I once told an Asian American friend of mine that there is a slight style difference for the kids adopted and those not; between the Americanized Asians and the adopted.  I am not caught by surprise when I find out he/she is adopted.  They move differently and most of the time, their clothes are different and their jackets are not buttoned all the way to the top with hat, scarf and gloves on either.

There is adoption in my church.  I am watching, listening and trying to put on a happy face while the excitement of creating family is cooed over.  I love these couples, particularly the gay couple.  I can’t wait till they are fathers.  All the while I am thinking, wondering, questioning, judging.  It makes me anxious and nosy and wanting to run out of the room all at once.  I know too much.  It never turns off.  Occupational hazard or personal life hazard?
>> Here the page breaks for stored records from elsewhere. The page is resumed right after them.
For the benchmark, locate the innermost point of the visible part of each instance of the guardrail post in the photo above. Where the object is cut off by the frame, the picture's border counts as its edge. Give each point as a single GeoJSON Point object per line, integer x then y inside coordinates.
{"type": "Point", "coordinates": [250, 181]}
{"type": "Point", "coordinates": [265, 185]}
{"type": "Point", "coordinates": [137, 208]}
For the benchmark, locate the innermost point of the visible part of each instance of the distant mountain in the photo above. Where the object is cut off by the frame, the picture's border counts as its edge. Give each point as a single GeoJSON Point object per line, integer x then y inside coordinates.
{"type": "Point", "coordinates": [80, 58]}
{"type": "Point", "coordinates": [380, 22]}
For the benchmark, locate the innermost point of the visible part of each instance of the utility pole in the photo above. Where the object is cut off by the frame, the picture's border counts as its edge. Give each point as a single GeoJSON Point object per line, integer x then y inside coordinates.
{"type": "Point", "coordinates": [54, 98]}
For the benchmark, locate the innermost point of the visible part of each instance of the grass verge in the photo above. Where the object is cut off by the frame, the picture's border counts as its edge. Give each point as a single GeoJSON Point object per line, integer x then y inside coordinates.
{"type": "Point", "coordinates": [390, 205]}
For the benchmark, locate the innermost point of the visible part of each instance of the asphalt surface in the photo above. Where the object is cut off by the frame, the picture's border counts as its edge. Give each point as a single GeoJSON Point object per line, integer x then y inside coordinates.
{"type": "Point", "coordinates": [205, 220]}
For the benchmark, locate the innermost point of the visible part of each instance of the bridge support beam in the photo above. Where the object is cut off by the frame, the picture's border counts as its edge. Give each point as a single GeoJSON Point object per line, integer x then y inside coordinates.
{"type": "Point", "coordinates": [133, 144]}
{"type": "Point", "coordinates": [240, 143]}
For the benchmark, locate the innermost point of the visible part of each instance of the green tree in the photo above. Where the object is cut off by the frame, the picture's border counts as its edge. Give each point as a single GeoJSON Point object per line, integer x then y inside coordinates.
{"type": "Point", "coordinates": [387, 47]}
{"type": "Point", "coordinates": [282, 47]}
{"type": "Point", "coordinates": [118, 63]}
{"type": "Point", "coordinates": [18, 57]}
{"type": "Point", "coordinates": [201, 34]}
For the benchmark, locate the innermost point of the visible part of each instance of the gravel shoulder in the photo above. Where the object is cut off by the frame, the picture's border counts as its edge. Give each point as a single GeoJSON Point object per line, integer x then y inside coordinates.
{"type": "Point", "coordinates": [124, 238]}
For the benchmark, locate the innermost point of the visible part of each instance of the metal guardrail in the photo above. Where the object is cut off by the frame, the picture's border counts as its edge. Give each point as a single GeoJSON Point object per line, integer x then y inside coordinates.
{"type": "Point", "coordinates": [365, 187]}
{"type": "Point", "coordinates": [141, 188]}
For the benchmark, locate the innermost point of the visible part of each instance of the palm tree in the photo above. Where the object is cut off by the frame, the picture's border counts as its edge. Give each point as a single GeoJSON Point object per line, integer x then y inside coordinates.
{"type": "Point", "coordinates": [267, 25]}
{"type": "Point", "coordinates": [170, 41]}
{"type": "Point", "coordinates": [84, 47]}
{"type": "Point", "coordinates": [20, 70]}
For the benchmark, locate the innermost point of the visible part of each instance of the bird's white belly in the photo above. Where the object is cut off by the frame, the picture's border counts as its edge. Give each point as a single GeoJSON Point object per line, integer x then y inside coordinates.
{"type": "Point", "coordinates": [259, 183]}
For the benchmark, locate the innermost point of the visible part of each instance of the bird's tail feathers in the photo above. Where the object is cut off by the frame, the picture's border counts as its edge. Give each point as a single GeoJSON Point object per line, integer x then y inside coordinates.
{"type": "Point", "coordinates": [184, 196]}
I go to a dinner and the proverbial question of what do I do for a living comes up.  To say I work in adoption brings about a smile and “awww, that’s so nice.”  Pause.  Do I say I am adopted too?  Rather, what to do when the host or others introduce you as one who is adopted?  Mindful of that wedding I went to and outed as adopted on the receiving line.  Awkward and wishing for the floor to open up and suck me down. Really?  That’s how I am seen?  That is the conversation starter?  I AM the conversation starter?  I admit to not having thick enough emotional armor to shield me from wincing inside and the stomach begins to churn and I can’t wait to go home.

I am passionate about adoption, but perhaps not in the usual way that most people are accustomed to.  I am not sharing the glamorous story of how a child was saved or the exotic travels to far away backwards places to rescue a baby.  I have no harrowing story of the wait, the process, the delays, the angst, the heart in your mouth drama till a child comes home right where she belongs…. I don’t want to talk about my time in an orphanage.  What will it mean to you to know why I was “given up” for adoption.  I don’t want to talk about how I “tracked down” my birthmother or the miraculous way she found me.  I don’t want you to tell me what great parents I must have.  I don’t want to see that puzzled look when I say that life wasn’t all that great growing up adopted.  I definitely don’t want to talk about how grateful I must feel. I don’t need to hear about an adoption story gone well, wrong, amiss.  I don’t need to hear the whisper of how messed up a kid was or how blissfully happy and “totally normal”  your adoptee turned out.

Most of the time, I just want to know how the dinner came together, what drinks are good, the latest parenting mishap and what it’s like to do what others do.

Sometimes, I just want to have dinner, pick up my kids, fall asleep in church unnoticed and turn it all off.